J’ai eu une grosse remise en question sur ce sujet. Pourquoi je prends la pilule ? Quels sont les effets sur mon corps ? J’ai eu cette réflexion avec Anne-Laure Morigny, la première femme coach que j’ai eue à mes côtés, et qui s’occupe de ma préparation physique à l’Insep depuis deux ans. C’est la première personne à m’avoir parlé du cycle menstruel, du périnée, des fuites urinaires et de la maternité.

"J'aurais souhaité qu'on me parle de tout cela plus tôt, qu'on me dise que les règles sont quelque chose qui peut être pris en compte."

Ysaora Thibus, championne du monde au fleuret

à franceinfo: sport

Alors j'ai arrêté la pilule pour redécouvrir mon corps de femme, et en reprendre le contrôle. Je voulais me le réapproprier, avec tout ce que cela signifie, et ne pas assimiler mes règles comme quelque chose de complètement négatif, qu’on doit absolument supprimer ou contrôler par des médicaments, alors que cela fait partie de nous. 

Aujourd’hui, comment gérez-vous les symptômes de vos règles lors de grandes échéances sportives ?

Je ressens en effet des symptômes prémenstruels [avant l’arrivée des règles]. Je suis assez notamment fatiguée. Aujourd’hui, je n’ai pas vraiment trouvé de solution, mais je m'en accommode.

Est-ce devenu une angoisse d’avoir des cycles plus douloureux, et plus irréguliers, et donc plus compliqués à anticiper, à l'approche d'une compétition ?

C'est un paramètre en plus à gérer. Et je le découvre encore. Par exemple, lors des derniers championnats d'Europe [en juin], j'ai eu mes règles entre les individuels et l’épreuve par équipes. J'étais incapable de m'entraîner parce que j'étais vraiment K.-O.

La Française Ysaora Thibus (à gauche) affronte la Russe Larisa Korobeynikova, dans le combat pour la médaille d'or du fleuret féminin par équipes lors des Jeux olympiques de Tokyo, le 29 juillet 2021. (MOHD RASFAN / AFP)

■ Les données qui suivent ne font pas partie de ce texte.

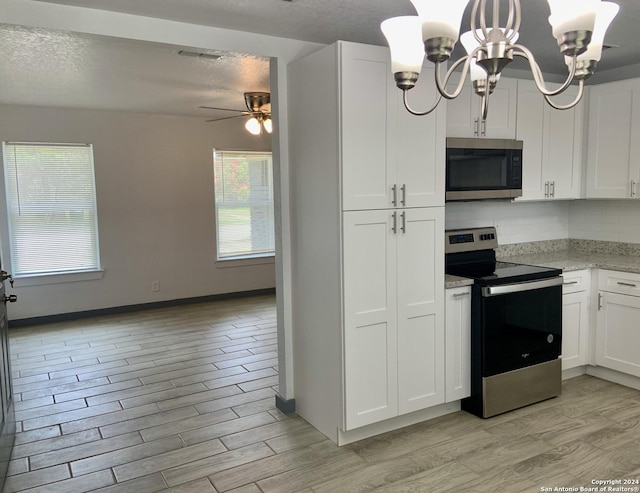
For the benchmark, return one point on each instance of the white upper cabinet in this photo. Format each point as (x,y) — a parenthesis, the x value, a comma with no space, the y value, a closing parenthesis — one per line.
(613,162)
(390,158)
(464,117)
(552,144)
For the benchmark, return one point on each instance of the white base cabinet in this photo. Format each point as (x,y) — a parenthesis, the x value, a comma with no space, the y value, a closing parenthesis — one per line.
(458,343)
(393,313)
(618,322)
(575,319)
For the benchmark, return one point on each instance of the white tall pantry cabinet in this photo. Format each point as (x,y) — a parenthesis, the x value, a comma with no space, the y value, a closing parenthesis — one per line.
(368,240)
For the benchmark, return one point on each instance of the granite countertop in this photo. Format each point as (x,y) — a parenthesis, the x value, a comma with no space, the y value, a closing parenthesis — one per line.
(574,254)
(569,260)
(568,255)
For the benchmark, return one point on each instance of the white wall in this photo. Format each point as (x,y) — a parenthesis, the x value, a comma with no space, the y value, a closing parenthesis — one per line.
(607,220)
(516,222)
(154,186)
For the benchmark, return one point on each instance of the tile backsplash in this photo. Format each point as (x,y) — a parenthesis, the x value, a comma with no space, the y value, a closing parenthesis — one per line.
(605,220)
(520,222)
(515,222)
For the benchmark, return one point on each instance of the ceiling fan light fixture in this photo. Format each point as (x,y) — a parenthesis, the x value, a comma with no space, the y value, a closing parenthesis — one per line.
(268,124)
(253,126)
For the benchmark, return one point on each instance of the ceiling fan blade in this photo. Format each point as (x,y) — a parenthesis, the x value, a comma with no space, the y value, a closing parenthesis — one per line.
(222,109)
(224,118)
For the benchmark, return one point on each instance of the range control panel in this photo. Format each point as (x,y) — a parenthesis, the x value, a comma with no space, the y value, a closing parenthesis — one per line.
(468,240)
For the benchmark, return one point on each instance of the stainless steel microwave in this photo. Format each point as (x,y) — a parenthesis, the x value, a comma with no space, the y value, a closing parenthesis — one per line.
(483,169)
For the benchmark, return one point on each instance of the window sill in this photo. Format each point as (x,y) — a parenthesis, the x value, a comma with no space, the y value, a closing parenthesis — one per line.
(42,279)
(245,262)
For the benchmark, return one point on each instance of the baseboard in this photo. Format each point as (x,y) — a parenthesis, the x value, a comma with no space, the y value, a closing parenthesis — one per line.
(65,317)
(287,406)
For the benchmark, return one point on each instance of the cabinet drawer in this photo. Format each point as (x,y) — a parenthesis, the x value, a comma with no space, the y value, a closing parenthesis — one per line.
(575,281)
(619,282)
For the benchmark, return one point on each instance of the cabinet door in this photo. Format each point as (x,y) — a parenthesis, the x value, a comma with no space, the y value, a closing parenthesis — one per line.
(610,139)
(530,129)
(420,308)
(370,327)
(618,333)
(458,344)
(575,315)
(562,146)
(420,144)
(368,114)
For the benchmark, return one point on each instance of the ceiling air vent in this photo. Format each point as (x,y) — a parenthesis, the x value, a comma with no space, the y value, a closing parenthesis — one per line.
(196,54)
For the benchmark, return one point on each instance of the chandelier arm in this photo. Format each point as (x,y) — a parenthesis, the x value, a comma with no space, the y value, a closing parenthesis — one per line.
(405,100)
(483,20)
(522,51)
(441,85)
(474,25)
(515,28)
(572,103)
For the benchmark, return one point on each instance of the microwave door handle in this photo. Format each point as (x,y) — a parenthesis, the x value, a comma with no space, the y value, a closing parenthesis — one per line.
(519,287)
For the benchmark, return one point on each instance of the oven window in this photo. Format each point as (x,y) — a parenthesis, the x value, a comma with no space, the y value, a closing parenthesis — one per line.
(477,169)
(521,329)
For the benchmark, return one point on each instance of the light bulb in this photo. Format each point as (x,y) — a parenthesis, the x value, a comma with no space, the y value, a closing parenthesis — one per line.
(606,12)
(440,21)
(572,15)
(268,124)
(404,36)
(253,126)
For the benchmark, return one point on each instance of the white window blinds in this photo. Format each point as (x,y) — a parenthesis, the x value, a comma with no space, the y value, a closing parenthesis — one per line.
(51,206)
(244,204)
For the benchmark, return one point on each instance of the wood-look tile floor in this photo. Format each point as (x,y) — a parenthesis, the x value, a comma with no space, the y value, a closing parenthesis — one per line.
(181,400)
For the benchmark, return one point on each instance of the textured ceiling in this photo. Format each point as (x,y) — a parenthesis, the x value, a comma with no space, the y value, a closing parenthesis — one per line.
(53,68)
(103,72)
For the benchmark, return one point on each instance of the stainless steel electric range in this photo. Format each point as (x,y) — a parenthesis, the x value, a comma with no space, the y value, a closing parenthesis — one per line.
(516,325)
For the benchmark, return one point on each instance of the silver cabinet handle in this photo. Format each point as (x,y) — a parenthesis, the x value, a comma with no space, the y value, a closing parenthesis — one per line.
(599,301)
(461,295)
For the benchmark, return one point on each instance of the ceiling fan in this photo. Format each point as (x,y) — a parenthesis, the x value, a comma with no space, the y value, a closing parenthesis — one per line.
(258,107)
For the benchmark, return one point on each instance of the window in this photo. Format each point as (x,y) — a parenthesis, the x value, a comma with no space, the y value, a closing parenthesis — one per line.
(51,207)
(244,204)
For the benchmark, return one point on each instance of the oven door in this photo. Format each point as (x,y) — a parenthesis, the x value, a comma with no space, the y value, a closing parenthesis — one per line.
(521,325)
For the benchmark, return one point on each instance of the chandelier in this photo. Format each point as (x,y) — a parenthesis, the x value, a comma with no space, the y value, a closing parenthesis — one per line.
(579,27)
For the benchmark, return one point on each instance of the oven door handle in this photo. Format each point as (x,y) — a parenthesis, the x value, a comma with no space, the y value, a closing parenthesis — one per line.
(519,287)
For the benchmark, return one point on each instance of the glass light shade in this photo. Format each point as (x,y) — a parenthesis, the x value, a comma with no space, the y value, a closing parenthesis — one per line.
(572,15)
(404,35)
(268,124)
(253,126)
(440,21)
(607,11)
(470,43)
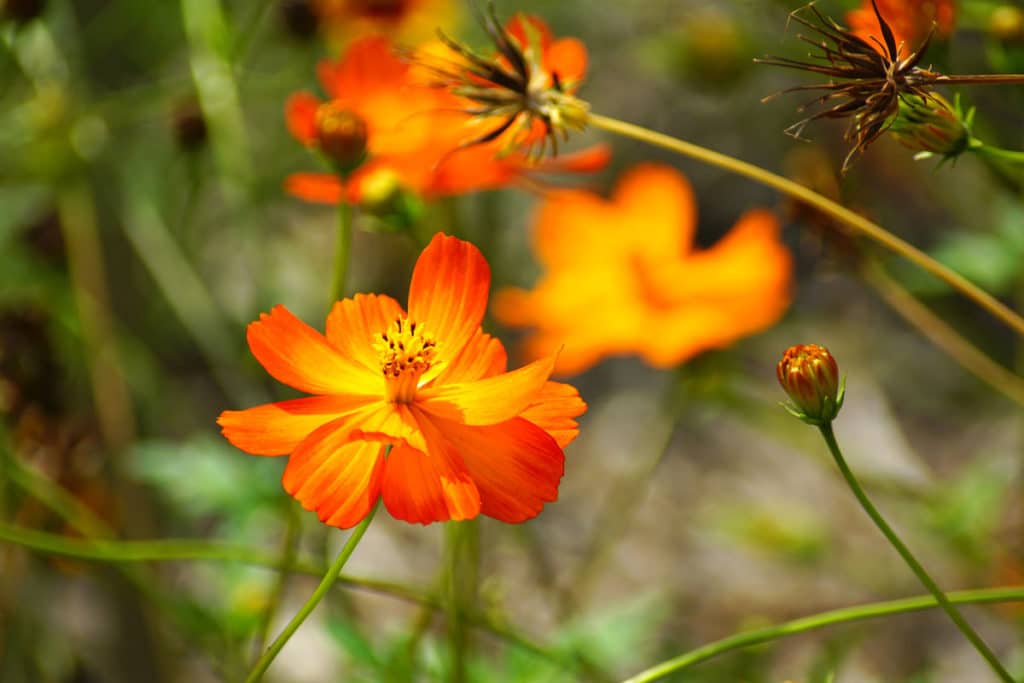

Au départ, comme je ne m’attendais pas à les avoir à ce moment-là, je ne savais pas si la fatigue était liée à mes règles, ou à la compétition en elle-même. Mais quand elles sont arrivées, le soir, j’ai mieux compris. Et je me suis dit : "Ok, tu dois faire avec demain". Et j’ai fait avec, même si ce n’était pas ma meilleure journée.

C'est pourquoi il est important d'étuder le fonctionnement des cycles, et leur lien avec la performance. C'est ce que j'ai commencé à faire avec une des gynécologues de l'Insep, afin de savoir si, sur certains cycles menstruels, on peut peut-être faire des efforts plus courts mais plus intenses et sur d'autres, on sera plus sur de l'endurance, avec plus de charge. 

Y a-t-il aujourd’hui moins de tabou pour les athlètes autour de ce sujet ? 

Bien qu’il reste encore du chemin à faire, je trouve que le sujet est plus visible. On en parle plus, c'est une certitude, ce qui peut permettre d’ouvrir un débat sur les solutions et les options qu’on peut trouver. Il y a quelques années, il n'y avait même pas de discussion sur l'effet que les règles pouvaient avoir sur la performance. Pendant longtemps, j'ai eu des coachs masculins qui ne considéraient pas du tout la question.

"Ce n’était pas envisageable de pouvoir leur dire que je ne me sentais pas bien car j’avais mes règles, où même qu’il fallait adapter les entraînements en fonction de mon cycle."

Ysaora Thibus, championne du monde au fleuret

à franceinfo: sport

Le problème est que, comme beaucoup ne savent pas comment l'aborder, ils n'en parlent pas. D’ailleurs, beaucoup de jeunes athlètes arrêtaient aux portes du plus haut niveau dans certains sports pour cette raison. Sans parler de cette tenue blanche, qui peut être très gênante quand on a ses règles, ou de la position de squatts qu’on doit garder en permanence en escrime. Ça a pu être une barrière. Mais je pense qu’aujourd’hui, il faut se dire que les règles font partie du corps de la femme et qu’on peut mettre en place des choses pour aider à une pratique dans de meilleures conditions.